How much should you put into your rainy day fund?

Bowes, co-founder of comparison site Savings Champion, suggests keeping the equivalent of three months’ paycheck into your rainy day fund.

So if your salary is £2,000 after tax per month, Bowes suggests having a rainy day fund of £6,000.

“The general consensus is that you should keep the equivalent of at least three months of your paycheck home in case of an unplanned emergency,” says Bowes.

“For example, what if you suddenly lose your income, or you need to fix your car?

“Of course, you usually can’t do this overnight, which is why you should get into the habit of saving as soon as possible.”

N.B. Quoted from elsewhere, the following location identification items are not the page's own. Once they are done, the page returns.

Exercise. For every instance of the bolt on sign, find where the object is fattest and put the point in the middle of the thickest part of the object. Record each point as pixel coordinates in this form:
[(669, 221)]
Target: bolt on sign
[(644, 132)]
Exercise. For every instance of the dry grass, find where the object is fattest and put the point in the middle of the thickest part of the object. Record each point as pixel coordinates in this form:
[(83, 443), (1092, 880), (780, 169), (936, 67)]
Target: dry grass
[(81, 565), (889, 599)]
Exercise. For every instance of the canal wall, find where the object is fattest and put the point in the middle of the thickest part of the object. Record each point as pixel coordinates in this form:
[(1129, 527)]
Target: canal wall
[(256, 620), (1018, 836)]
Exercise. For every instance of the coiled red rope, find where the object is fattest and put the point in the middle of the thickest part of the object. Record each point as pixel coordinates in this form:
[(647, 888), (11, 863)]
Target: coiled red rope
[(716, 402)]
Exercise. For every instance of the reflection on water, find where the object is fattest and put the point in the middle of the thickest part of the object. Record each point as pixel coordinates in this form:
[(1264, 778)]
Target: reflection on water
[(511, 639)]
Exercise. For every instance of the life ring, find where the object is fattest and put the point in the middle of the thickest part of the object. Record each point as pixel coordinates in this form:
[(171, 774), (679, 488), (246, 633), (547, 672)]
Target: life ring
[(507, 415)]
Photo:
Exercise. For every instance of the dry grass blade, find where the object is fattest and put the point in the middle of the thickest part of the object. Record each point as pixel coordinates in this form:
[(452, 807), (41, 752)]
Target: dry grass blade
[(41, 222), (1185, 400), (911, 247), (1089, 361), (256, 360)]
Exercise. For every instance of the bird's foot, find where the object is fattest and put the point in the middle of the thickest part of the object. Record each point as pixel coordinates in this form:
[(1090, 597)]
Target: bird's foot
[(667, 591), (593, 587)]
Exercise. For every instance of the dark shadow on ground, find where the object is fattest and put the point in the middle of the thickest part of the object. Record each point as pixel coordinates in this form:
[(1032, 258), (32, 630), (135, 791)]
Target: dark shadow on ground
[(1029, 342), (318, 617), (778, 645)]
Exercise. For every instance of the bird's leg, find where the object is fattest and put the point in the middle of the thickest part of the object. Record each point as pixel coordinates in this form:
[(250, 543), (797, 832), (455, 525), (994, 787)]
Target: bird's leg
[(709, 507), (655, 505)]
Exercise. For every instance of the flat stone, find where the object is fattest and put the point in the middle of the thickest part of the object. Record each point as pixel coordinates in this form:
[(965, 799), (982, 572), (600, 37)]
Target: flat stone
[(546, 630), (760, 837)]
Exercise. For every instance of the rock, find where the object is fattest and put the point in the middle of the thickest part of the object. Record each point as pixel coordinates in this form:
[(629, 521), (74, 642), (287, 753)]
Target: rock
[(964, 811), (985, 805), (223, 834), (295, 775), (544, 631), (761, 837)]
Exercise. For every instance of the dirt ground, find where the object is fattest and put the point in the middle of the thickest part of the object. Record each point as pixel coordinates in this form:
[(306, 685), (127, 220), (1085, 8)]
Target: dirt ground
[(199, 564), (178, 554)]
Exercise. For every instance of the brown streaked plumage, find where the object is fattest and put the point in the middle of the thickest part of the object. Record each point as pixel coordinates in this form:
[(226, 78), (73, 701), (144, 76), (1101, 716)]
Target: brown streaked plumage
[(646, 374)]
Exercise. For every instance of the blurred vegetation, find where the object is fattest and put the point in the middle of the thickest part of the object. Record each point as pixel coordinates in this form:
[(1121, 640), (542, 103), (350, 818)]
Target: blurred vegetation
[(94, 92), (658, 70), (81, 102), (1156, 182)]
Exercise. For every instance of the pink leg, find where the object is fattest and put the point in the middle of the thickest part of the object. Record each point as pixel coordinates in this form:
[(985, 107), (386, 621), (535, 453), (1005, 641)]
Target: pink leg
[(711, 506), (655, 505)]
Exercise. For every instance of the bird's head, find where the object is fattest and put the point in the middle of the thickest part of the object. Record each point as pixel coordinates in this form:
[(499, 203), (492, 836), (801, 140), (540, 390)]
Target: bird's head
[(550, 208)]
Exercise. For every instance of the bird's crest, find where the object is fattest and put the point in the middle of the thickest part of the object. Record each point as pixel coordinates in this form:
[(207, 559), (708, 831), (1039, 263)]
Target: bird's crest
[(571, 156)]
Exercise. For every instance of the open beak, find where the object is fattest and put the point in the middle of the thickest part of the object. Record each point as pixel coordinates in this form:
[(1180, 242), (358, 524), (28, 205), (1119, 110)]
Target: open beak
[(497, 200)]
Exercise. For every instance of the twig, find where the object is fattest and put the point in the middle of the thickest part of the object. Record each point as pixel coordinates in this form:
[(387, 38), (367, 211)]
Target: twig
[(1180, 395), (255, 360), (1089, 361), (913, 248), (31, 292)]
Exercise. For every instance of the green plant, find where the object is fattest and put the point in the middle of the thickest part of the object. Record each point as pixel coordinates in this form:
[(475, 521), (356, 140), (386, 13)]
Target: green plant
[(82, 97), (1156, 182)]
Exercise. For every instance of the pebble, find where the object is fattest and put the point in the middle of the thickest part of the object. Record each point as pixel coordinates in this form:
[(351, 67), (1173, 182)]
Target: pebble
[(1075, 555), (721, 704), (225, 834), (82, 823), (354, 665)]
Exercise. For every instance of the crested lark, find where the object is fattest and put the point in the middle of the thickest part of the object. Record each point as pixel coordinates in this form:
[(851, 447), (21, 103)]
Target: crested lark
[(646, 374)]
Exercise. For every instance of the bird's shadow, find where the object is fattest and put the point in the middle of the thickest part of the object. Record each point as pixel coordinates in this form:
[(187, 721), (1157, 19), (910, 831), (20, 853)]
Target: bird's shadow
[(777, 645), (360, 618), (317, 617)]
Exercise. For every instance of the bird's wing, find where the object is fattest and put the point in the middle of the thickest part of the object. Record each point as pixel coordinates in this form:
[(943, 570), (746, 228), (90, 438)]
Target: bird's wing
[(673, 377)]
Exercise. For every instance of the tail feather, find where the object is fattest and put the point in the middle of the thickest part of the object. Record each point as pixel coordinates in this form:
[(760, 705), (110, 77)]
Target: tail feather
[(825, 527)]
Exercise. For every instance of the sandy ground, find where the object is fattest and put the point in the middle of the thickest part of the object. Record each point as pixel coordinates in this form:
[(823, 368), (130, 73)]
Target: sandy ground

Where to put money for your rainy day

Bowes adds that it’s important to keep this separate from your regular account so you’re not tempted to spend it, and recommends putting your rainy day funds in an easy-to-access account.

She suggests figuring out how much you can save each week or month and setting up a steady order to automatically move your money to another account.

Make sure you also factor in how much money you need to pay bills like credit cards and other large debts so that you have enough money to cover it up front and don’t fall into further jeopardy.

“It would be easy to spend all of your income each month if you didn’t do this,” explains Bowes.

“If you set up a standing order to move this cash from your current account to your savings account every time you get paid, it can look like another bill you have to budget for, but a bill that you will benefit from in the future.

“If you don’t need urgent expenses, you can simply treat yourself.”

Keeping your money in an easily accessible account means it remains separate, some interest can be earned, and the money can be withdrawn quickly if needed.

You can use comparison sites like Savings Champion, Moneyfacts and Compare The Market to find the best savings.

Savers can currently get 0.67% interest on a Shawbrook Bank easy access account but you need £1,000 to open it.

Alternatively you can open an easy access account at Atom Bank for just £1, earning 0.65%.

Regular savings accounts may pay higher interest and allow withdrawals, but often have restrictions on how much you can deposit each month.

Saffron Building Society currently has a regular savings rate of 1.75% but the maximum monthly contribution is £50.

Alternatively, you can deposit up to £500 per month into the Coventry Building Society regular saver and earn 1.05%.

“When you’re starting out, the act of saving cash is the most important factor because the interest earned will be small, but as your savings grow, make sure you find the right account,” says Bowes. merge with its needs, paying the highest interest rates, as this will add a very welcome cherry at the top.”

We looked at how invest £78 a month can make you a millionaire by the time you retire.

See how you can save £4,500 this month.